Chris Street, Group Chief Revenue Officer at STT GDC, commented: "Across Asia, companies are rapidly moving from AI proof-of-concept to implementation. However, the success of AI is no longer solely dependent on the development of AI models themselves, but rather on the establishment of the supporting infrastructure and operational readiness. Without scalable infrastructure and adequate operational preparedness, it will be difficult to continuously convert the initial expectations of AI into stable enterprise value."
**Sustainability Challenges in AI Expansion**
Despite the rapid increase in power consumption and cooling demands accompanying the expansion of AI workloads, it became clear that sustainability considerations are still often neglected in infrastructure selection for many companies. Only 27% of companies responded that ESG goals would be an important or central factor in their future planning. Meanwhile, 64% of companies across Asia still prioritize performance and cost. Although power density, thermal efficiency, and long-term Total Cost of Ownership (TCO) are becoming crucial for responsibly scaling AI, many companies' awareness has not yet fully caught up.
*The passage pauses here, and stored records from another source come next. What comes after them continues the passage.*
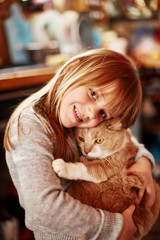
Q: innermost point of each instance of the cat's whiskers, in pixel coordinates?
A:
(108, 161)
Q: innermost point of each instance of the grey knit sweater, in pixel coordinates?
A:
(50, 212)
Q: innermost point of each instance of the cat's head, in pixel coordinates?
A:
(101, 141)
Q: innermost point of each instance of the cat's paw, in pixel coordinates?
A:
(60, 167)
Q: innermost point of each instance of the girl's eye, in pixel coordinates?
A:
(94, 94)
(99, 140)
(81, 139)
(103, 114)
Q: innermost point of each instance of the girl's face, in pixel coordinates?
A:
(84, 107)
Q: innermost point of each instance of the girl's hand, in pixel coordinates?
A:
(129, 227)
(143, 166)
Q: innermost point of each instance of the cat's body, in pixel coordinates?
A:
(102, 180)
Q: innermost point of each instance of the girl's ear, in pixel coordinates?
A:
(114, 124)
(75, 62)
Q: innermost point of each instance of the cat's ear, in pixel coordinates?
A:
(114, 124)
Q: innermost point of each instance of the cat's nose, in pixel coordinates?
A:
(87, 150)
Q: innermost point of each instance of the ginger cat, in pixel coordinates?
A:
(101, 175)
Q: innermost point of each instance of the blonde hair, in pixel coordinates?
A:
(95, 69)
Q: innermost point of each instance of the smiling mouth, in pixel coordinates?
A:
(77, 114)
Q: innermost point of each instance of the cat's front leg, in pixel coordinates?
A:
(72, 171)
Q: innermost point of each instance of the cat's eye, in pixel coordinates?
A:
(99, 140)
(93, 94)
(81, 139)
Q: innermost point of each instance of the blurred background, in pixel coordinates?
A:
(37, 36)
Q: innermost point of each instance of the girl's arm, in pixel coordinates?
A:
(144, 164)
(48, 209)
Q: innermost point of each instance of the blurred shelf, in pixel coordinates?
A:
(26, 76)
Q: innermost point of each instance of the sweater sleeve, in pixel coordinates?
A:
(47, 207)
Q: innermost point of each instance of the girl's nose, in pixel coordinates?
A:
(91, 112)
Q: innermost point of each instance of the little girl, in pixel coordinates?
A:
(92, 87)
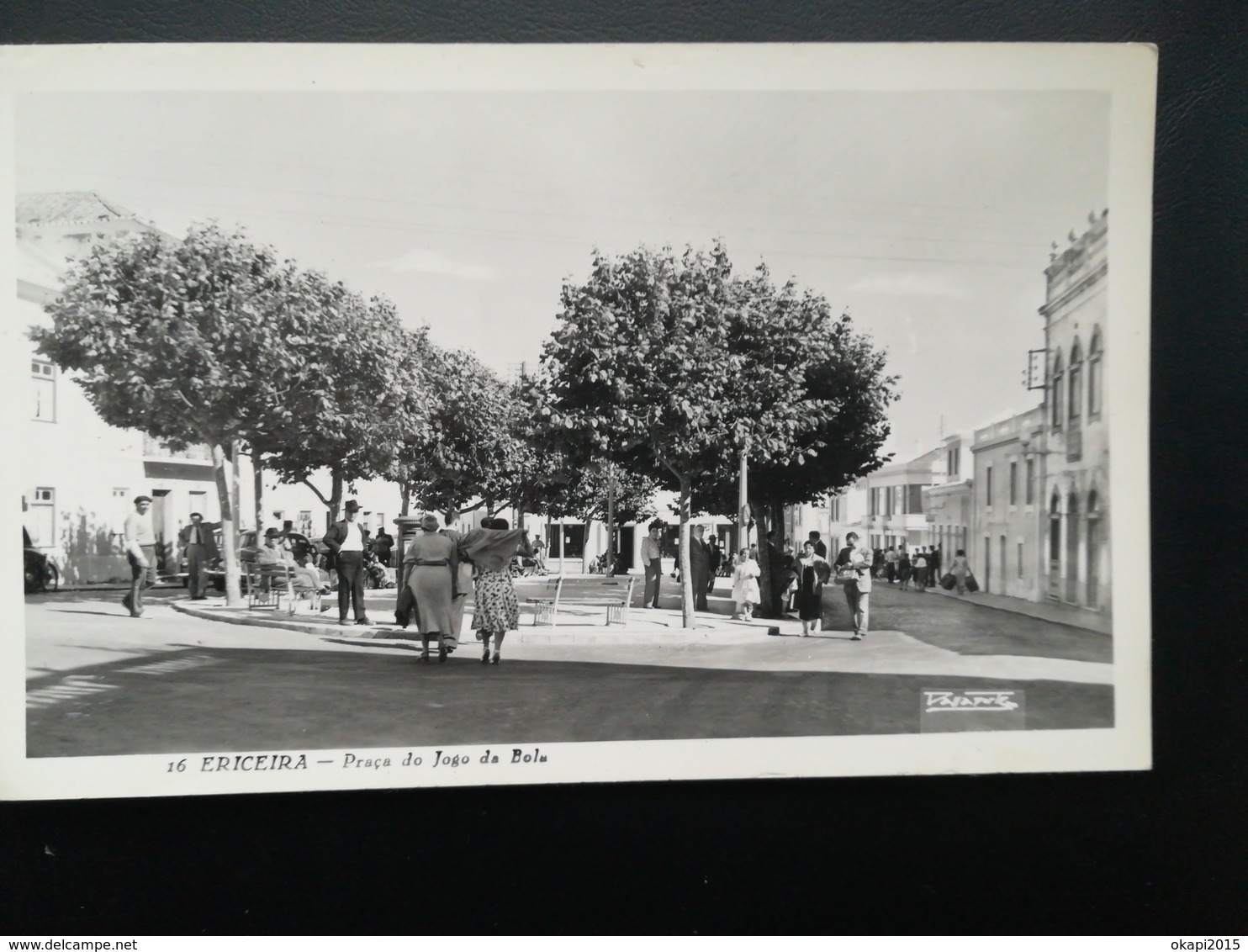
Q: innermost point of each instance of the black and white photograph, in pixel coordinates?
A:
(394, 418)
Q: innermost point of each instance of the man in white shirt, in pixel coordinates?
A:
(652, 560)
(346, 542)
(140, 542)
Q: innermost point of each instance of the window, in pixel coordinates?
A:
(1095, 374)
(43, 518)
(1075, 384)
(916, 500)
(44, 391)
(1056, 394)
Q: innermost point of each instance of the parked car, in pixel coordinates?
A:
(40, 572)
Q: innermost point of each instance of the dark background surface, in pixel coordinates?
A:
(1158, 853)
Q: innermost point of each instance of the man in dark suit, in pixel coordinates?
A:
(200, 546)
(699, 568)
(346, 542)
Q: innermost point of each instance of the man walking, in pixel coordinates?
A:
(652, 560)
(699, 568)
(858, 591)
(346, 542)
(140, 542)
(200, 548)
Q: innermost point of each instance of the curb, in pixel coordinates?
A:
(526, 634)
(1028, 614)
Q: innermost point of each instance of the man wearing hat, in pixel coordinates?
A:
(140, 543)
(346, 542)
(200, 548)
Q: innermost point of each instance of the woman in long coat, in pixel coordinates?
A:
(431, 567)
(497, 611)
(814, 572)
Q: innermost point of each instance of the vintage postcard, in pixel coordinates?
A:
(428, 415)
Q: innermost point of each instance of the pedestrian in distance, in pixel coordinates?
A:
(497, 611)
(717, 560)
(200, 548)
(890, 564)
(960, 569)
(431, 569)
(652, 563)
(745, 585)
(820, 548)
(814, 573)
(854, 570)
(140, 543)
(346, 542)
(699, 568)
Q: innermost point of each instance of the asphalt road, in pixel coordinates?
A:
(103, 684)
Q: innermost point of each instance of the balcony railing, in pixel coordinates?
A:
(156, 449)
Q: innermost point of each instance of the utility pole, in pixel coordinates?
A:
(743, 502)
(611, 519)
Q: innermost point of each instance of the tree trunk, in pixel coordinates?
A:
(229, 542)
(257, 468)
(686, 579)
(766, 578)
(335, 495)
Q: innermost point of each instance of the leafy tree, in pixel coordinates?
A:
(473, 444)
(652, 367)
(178, 340)
(360, 389)
(838, 368)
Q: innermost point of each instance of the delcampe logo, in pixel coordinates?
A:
(971, 710)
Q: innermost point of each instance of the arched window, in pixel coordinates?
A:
(1095, 374)
(1075, 383)
(1056, 394)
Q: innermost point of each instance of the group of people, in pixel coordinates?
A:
(438, 569)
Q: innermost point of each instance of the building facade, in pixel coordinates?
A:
(1075, 444)
(82, 474)
(1006, 549)
(895, 500)
(949, 505)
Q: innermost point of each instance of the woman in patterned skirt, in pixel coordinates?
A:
(497, 611)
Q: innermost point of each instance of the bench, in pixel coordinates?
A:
(267, 584)
(614, 594)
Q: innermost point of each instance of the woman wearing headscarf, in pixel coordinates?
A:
(490, 549)
(463, 580)
(812, 573)
(431, 567)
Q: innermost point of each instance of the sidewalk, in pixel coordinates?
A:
(1044, 611)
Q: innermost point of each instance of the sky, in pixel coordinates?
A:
(926, 216)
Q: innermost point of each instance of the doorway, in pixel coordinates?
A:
(987, 563)
(165, 528)
(624, 547)
(1072, 549)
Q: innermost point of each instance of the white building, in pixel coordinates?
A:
(80, 473)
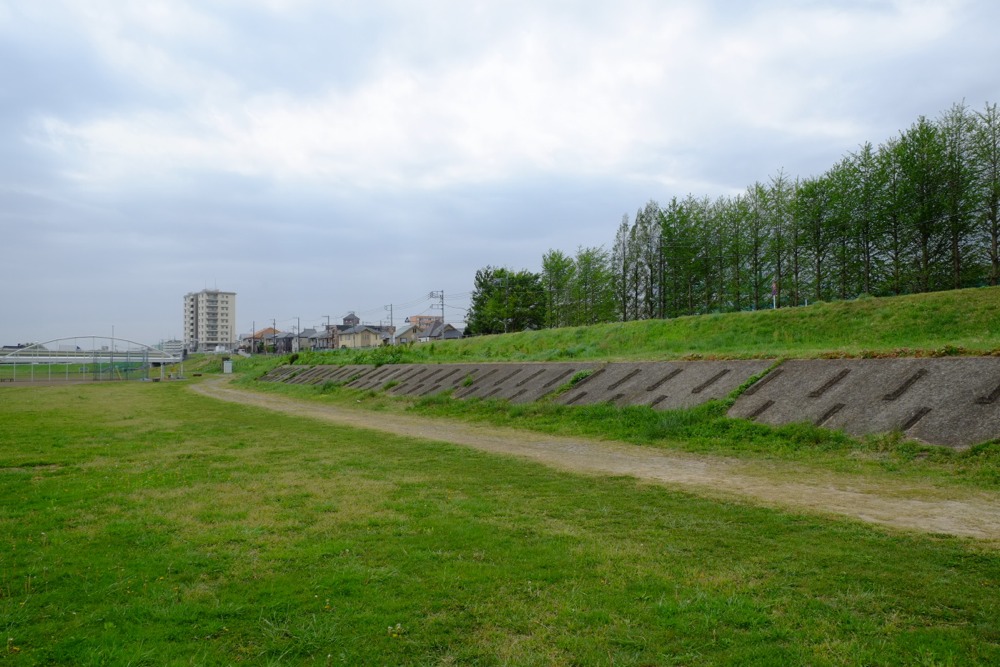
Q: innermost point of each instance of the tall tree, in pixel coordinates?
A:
(592, 290)
(986, 156)
(922, 153)
(557, 276)
(621, 256)
(505, 301)
(960, 195)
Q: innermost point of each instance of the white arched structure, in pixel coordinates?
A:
(82, 358)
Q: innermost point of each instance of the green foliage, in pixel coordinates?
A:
(504, 300)
(918, 213)
(954, 322)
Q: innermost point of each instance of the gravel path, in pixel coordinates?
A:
(906, 506)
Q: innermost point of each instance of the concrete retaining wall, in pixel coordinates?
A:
(949, 401)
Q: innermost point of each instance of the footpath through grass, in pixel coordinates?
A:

**The Gap Between Corporate "Perception" and "Reality" Hinders AI Adoption**
The survey also revealed a significant gap between the capabilities companies actually need to fully scale AI adoption and the criteria they use to evaluate infrastructure partners. Across Asia, many companies cite operational expertise, scalability, and cost efficiency as key challenges in AI utilization. However, when selecting infrastructure partners, the reality is that they still prioritize basic requirements such as security and reliability. As a result, the functions and systems essential for full-scale AI deployment are not adequately reflected in evaluation and decision-making processes.
**AI Adoption in Singapore and Future Constraints**
While these challenges are observed across Asia, they manifest differently in more mature AI markets. Singapore, in particular, stands out with a higher proportion of companies moving beyond initial PoCs compared to the regional average. While only 17% of companies across Asia are in the "integration" stage of AI, considered ready for full-scale AI deployment, 40% of companies in Singapore have already reached this stage, demonstrating higher initial execution power and adoption.
However, the survey also revealed that advancing to the next "leading" stage of AI is the most difficult challenge. Only 3% of Singaporean companies have reached the "leading" stage in AI infrastructure maturity, indicating that even in Singapore, considered Asia's most mature AI market, progress to the highest level is limited.